Raut wajah Anna dan Ben berubah drastis. Ben menatap Anna yang memucat dengan mata terbelalak kaget. 

Melihat reaksi buruk Anna dan Ben, Lily langsung menghela nafas panjang. Dia berpikir di dalam hatinya, “Sepertinya mereka tidak mengharapkan anak ini.”

Setelah beberapa saat hening, Lily berusaha menghibur Anna dan Ben, “Nona Anna, lebih baik kamu pikirkan dulu apa yang ingin kamu lakukan dengan anak ini. Kandunganmu masih berusia beberapa minggu. Untuk sementara ini, aku akan memberikan beberapa vitamin.”

Setelah pemeriksaan selesai, Anna berjalan keluar dari ruang pemeriksaan dengan langkah gontai. Dia terlihat linglung, bahkan tidak mempedulikan keberadaan Ben. 

Ben berlari keluar menyusul Anna dari ruang pemeriksaan. Dia berjalan di sisinya, menyamakan kecepatan melangkahnya dengan langkah kaki Anna. 

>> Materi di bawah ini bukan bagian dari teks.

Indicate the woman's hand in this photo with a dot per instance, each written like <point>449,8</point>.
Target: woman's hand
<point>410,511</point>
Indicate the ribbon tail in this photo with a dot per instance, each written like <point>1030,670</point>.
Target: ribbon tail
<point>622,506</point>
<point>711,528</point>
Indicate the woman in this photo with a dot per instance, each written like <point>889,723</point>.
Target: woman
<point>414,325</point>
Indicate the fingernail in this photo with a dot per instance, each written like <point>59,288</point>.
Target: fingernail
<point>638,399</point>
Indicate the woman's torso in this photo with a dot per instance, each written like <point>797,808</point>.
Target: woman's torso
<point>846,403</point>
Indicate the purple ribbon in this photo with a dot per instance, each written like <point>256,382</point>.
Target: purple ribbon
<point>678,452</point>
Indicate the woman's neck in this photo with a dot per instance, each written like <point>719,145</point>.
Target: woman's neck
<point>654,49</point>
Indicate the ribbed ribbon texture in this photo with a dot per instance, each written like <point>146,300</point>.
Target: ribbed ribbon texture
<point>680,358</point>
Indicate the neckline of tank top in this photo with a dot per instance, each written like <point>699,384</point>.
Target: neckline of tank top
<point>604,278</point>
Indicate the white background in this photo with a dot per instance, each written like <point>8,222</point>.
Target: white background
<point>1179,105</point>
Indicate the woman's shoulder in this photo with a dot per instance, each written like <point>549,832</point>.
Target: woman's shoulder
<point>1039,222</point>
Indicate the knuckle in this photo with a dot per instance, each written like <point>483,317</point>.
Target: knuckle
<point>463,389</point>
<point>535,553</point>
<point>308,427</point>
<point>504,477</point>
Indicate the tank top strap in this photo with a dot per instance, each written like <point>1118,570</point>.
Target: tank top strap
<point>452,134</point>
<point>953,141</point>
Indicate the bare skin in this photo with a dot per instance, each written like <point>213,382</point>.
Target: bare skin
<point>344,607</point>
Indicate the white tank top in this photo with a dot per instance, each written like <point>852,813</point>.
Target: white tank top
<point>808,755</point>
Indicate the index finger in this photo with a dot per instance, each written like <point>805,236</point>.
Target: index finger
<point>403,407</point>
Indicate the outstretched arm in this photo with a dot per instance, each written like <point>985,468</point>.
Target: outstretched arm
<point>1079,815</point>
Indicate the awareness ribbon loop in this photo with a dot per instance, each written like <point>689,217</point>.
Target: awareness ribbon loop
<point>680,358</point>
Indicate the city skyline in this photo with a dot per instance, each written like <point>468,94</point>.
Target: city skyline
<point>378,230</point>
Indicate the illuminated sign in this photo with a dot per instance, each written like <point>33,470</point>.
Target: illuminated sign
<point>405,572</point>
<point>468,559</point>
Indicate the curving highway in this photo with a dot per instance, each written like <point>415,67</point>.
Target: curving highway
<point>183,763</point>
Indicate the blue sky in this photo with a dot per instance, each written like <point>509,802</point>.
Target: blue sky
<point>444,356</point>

Setelah hening cukup lama, Ben tiba-tiba melontarkan pertanyaan yang selama ini ingin ditanyakannya, “Anna, siapa Ayah dari bayi ini?”

Anna menoleh, menatap Ben dalam diam. Dia tidak menjawab pertanyaan Ben, tetapi air mata mengalir keluar dari kedua sudut matanya.

Anna menangis dalam diam. Bahunya bergetar hebat. Dia benar-benar tidak mengharapkan hal ini akan terjadi. 

Dia masuk ke dalam novel, meninggalkan orang tuanya, meninggalkan kehidupannya. Itu saja sudah sangat berat baginya. Kini dia bahkan harus hamil? Apa yang harus dia lakukan sekarang?

“Anna, mengapa kamu menangis? Maafkan aku. Kamu tidak perlu menjawabnya kalau kamu tidak mau,” kata Ben panik. 

Ben memegang kedua pundak Anna, menatap kedua mata gadis itu dengan tatapan dalam. Sebuah pikiran gila tiba-tiba saja melintas di dalam pikirannya. 

Ben ragu-ragu sejenak sebelum akhirnya mengungkapkan pikirannya dengan mantap, “Anna, ayo besarkan bayi itu bersama. Aku bersedia untuk menjadi Ayahnya.”